Письма на воде (СИ) - Гринина Наталья "NataBusinka" - Страница 1


Изменить размер шрифта:

1

К началу ручья дойду дорогой прямой,

Присяду, смотрю, как встают облака над горой{?}[1. Отрывок из стихотворения «Дом в горах Чжуннань» (пер. А. Штейнберга).].

 

Ван Вэй{?}[2. Ван Вэй (701–761) – китайский поэт, живописец, каллиграф.]

Чхве Чжи Мон появился, как всегда, бесшумно и долго стоял за кустами гибискуса, глядя на Кванджона, четвёртого правителя Корё.

Тот уже который час сидел в лодке у берега. Издалека его можно было принять за спящего, но звездочёт ясно видел, как император неотрывно смотрит на воду и тонким концом веточки сакуры водит по неспокойной поверхности.
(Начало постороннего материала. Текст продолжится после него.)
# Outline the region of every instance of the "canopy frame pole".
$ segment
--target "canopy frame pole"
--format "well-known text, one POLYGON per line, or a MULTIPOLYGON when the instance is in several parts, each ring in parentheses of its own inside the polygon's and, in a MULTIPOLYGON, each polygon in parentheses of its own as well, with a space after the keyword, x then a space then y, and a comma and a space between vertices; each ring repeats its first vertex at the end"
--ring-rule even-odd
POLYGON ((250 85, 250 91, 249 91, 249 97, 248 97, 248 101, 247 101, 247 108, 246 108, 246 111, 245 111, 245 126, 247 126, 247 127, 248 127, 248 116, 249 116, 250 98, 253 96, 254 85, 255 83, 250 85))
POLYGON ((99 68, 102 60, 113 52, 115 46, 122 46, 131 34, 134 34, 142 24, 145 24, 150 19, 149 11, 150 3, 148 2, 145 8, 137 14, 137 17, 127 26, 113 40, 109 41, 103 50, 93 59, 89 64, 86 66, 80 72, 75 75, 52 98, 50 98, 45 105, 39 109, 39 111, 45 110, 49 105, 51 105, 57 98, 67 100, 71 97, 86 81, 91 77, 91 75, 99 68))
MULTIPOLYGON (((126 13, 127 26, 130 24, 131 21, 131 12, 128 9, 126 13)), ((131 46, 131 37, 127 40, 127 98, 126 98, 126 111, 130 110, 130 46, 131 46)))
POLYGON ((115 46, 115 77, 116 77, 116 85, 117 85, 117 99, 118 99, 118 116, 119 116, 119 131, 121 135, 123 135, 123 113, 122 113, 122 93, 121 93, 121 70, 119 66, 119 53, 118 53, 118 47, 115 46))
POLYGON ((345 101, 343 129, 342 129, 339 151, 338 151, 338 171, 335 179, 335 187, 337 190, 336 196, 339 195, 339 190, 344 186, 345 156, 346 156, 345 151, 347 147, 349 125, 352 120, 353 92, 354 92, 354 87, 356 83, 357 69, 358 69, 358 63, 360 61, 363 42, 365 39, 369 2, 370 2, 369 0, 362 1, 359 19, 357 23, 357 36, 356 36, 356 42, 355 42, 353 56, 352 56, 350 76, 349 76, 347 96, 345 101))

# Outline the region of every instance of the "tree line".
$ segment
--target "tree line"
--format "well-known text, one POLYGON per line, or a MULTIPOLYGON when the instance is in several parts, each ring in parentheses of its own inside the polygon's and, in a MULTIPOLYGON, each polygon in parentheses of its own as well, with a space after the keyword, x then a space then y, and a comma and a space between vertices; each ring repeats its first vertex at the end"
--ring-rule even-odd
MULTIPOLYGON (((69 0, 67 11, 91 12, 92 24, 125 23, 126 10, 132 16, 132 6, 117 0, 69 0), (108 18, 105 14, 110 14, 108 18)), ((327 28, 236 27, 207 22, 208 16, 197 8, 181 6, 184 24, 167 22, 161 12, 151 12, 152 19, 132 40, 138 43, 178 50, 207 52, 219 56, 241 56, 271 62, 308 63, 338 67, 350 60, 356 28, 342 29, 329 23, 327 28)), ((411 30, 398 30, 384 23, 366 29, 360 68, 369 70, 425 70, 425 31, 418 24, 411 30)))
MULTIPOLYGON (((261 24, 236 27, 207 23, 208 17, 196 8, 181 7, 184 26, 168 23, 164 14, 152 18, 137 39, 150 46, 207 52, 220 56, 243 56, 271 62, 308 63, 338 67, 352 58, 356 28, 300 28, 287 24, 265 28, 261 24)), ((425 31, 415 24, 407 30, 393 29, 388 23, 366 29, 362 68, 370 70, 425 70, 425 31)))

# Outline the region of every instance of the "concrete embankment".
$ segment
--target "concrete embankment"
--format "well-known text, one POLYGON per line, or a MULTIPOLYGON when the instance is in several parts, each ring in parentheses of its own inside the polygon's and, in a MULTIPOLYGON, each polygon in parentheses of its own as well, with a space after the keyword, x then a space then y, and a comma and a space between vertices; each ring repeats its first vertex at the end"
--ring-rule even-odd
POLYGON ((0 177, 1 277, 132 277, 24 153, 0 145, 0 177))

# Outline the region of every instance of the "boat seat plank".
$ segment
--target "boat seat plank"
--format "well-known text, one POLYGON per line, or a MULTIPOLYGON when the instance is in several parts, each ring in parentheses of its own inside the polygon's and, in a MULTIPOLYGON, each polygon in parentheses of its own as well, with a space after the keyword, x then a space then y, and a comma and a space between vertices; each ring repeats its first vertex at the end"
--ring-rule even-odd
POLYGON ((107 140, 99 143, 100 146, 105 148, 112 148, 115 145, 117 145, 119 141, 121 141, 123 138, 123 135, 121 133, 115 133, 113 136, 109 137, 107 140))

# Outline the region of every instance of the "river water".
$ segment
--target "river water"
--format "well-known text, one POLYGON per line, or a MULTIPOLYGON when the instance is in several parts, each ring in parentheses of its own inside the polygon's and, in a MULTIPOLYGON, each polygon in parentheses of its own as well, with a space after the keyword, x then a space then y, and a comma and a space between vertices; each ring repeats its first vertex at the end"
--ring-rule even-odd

Его тёмная фигура с напряжённо прямой спиной и жёсткий профиль бесстрастного лица были абсолютно неподвижны, лишь рука скользила так, словно утешала озёрную рябь, подёрнутую вуалью утреннего тумана.

Посторонний решил бы, что перед ним мечтатель, ищущий в уединении вдохновение и покой. Но чужих людей во дворце не встречалось. А Чжи Мон посторонним не был. И ему было прекрасно известно, что императора окутывают отнюдь не расслабленность и светлые грёзы, а неизбывная, выгрызающая душу скорбь, холодные волны которой звездочёт ощущал всей кожей даже на расстоянии.

Подумав об этом, он вздрогнул и на миг закрыл глаза, переводя дыхание. Как же Кванджон может всё это выносить?

Только Чжи Мон знал, почему правитель Корё бывает здесь так часто.

Император не наслаждался рассветной тишиной. Не радовался утру. Не отдыхал от дворцовой суеты и забот. Он приходил сюда не за этим.

Взгляд звездочёта переместился с тёмной фигуры на воду, мягкую глянцевую поверхность которой вспарывала вишнёвая ветка. На его обычно невозмутимом лице появилось выражение внимательной заинтересованности.

Когда Кванджон выпрямился и шагнул на берег, Чжи Мон неслышно отступил в тень. Император медленно прошёл мимо в сторону дворца, ломая дрожащими пальцами ненужную ветку. Полы его одеяния, шурша, задели куст, за которым затаился звездочёт. Но даже если бы Чжи Мон и не скрывался, сейчас император его не заметил бы: перед его затуманенным взором стоял один-единственный человек, и это был не придворный астроном.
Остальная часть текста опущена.